Officials are talking to drug companies about creating a six-week "buffer stock" on top of the three-month one they already have in place.

This should help cover any short-term disruptions at the border. Britain will also waive the need for EU firms to re-test their drugs under new rules.


That one-click purchase at your favourite online store might start looking slightly less tempting.

The government says "increased costs and slower processing times" for payments made in euros are a possibility.

Parcel deliveries could get more expensive because waivers for certain import and sales taxes would expire.


Catching up on the latest Netflix releases while coasting on a high-speed Eurostar train may suddenly become a whole lot harder.

Britons could theoretically lose access to streaming services - everything from Spotify to Amazon Prime - while abroad, because the UK would no longer be in Europe's "digital single market".

And the Eurostar service itself might be in trouble because old licences of UK train operators in Europe will be invalid.


Britons are proud of their Stilton cheese and Scotch whisky.

But the status of everything from Cornish pasties to Melton Mowbray pork pies will be up in the air because they will lose their "geographical indication" status in Europe.

Britain's 86 GI-protected products make up a quarter all its food and drink exports.

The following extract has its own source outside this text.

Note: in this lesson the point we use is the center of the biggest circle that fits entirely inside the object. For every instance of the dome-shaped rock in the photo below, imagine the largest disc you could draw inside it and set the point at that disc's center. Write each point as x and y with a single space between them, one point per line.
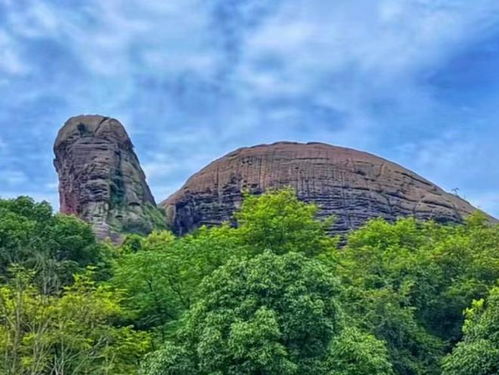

A host of other industries and products could also be affected.

Britain will have to come up with its own warning stickers for packs of cigarettes because the current ones are protected by the EU image library.

Imported sperm donations could face delays or stoppages.

Caviar supplies might start running out because Britain will not be able to trade in goods covered by European endangered species rules.

Also facing possible disruption: breeders of pedigree British horses and sheep.